Most real estate investors still pour their money into office buildings in the D.C. area, although apartments and industrial property are also becoming popular, local brokers say.

A recent survey of investors by Bethesda-based brokerage Transwestern found high-rise apartments are the fourth most popular kind of real estate investment in the D.C. area.

This marked a dramatic increase from 1997, when investors ranked high-rise apartments as the ninth most popular kind of real estate investment in the area.

Industrial property, meanwhile, rose from sixth place in 1997 to fifth place today.

"This doesn't necessarily mean investors are fleeing office space. It is more accurate to say more investors are getting into the multi-family housing and industrial markets than before," said Al Cissel, a senior vice president at Transwestern.

Delta Associates, an Alexandria-based real estate research firm, said investors spent $163 million on industrial property in the D.C.-Baltimore area during the first six months of 2000, up from about $145 million during the first half of 1999, a 12 percent increase.

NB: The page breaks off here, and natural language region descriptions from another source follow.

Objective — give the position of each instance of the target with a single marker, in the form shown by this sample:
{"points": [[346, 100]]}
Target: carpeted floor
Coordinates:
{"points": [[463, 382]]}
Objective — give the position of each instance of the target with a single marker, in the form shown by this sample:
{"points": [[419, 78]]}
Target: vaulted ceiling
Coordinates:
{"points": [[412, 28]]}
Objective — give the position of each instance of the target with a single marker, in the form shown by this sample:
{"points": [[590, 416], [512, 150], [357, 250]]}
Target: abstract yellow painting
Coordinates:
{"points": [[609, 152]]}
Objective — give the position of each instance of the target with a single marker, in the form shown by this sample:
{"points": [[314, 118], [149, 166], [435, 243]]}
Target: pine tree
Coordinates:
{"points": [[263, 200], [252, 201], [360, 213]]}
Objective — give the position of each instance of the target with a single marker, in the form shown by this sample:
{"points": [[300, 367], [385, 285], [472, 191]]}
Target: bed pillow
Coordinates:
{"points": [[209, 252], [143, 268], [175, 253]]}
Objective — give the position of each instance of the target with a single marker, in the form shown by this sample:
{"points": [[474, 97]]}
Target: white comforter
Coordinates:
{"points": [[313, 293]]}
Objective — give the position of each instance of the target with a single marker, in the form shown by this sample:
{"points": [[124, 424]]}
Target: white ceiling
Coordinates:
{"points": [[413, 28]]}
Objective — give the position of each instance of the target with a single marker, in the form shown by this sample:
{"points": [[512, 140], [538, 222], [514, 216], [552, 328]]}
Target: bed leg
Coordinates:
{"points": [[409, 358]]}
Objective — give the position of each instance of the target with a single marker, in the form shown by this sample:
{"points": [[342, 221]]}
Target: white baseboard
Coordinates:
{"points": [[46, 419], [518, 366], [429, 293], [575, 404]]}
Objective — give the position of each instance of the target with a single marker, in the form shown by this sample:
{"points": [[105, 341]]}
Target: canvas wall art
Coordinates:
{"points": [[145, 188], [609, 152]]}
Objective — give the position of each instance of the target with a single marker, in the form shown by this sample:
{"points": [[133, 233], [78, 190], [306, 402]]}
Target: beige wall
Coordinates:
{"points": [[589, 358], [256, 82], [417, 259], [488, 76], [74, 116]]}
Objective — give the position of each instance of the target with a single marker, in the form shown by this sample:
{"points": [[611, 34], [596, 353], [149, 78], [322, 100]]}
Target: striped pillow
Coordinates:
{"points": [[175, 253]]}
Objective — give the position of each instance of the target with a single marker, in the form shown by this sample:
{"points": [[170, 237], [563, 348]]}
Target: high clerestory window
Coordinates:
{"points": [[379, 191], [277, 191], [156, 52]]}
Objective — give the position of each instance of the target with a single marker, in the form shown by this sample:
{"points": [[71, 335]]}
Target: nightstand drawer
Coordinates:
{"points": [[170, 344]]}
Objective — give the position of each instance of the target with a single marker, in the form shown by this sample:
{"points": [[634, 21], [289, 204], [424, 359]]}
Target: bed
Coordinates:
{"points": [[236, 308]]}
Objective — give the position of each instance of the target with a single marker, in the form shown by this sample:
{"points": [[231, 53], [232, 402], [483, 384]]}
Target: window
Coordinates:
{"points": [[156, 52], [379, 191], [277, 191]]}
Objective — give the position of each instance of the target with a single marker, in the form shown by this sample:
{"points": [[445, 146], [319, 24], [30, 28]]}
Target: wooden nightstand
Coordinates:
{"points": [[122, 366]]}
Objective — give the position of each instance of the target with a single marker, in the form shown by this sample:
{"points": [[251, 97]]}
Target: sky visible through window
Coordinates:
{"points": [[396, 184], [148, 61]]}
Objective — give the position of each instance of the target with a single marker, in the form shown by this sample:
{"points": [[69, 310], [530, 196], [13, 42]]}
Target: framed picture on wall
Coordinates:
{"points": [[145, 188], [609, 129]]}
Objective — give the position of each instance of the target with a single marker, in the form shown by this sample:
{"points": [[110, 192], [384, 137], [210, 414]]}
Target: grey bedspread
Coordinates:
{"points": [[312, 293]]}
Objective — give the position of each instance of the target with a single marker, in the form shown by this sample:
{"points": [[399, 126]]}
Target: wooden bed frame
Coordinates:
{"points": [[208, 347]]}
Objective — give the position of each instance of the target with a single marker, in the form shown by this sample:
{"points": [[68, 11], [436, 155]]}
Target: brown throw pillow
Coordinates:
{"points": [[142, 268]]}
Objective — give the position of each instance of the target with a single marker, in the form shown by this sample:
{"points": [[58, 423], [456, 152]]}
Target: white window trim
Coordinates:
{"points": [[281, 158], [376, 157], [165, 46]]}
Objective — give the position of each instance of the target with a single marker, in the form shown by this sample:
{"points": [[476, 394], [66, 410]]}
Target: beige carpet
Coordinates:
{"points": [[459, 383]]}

By comparison, Delta said investors spent $1.3 billion on office space in the D.C. area alone at midyear 2000, up from $853 million during the like period in 1999, an increase of about 63 percent.

The level of investment in apartments in the D.C. area was not available from Delta.

Mr. Cissel said so-called institutional investors are the most common real estate investors in the D.C. market.

Institutional investors include retirement funds and real estate investment trusts, mutual funds that allow investors to pool their money in order to purchase property.

Jim Darby, Transwestern's senior vice president for investment sales, said the move toward industrial property is being driven in part by the growing popularity of data centers sophisticated, warehouse-style buildings that house equipment used by local technology companies.

"In general, supply is not keeping up with demand" for industrial space, Mr. Darby said.

Delta said the market is for both industrial property and apartments is the hottest it has been in years.

The vacancy rate for industrial space in the D.C.-Baltimore region is 8.3 percent, the lowest since the early 1980s, with approximately 6.5 million square feet of new space under construction.

Delta said the vacancy rate for apartments in the area is less than 1 percent, with more than 25,000 apartment units on the drawing board.

Experts say local developers are racing to meet demand for new apartments in the city.

A recent report by the National Multi Housing Council, a D.C.-based association of apartment building owners and managers, said the District has the oldest apartments in the nation.

Only 8.3 percent of the 108,000 apartments in the District were built after 1979. Most of the apartments about 26,000 were built before 1940, the study said.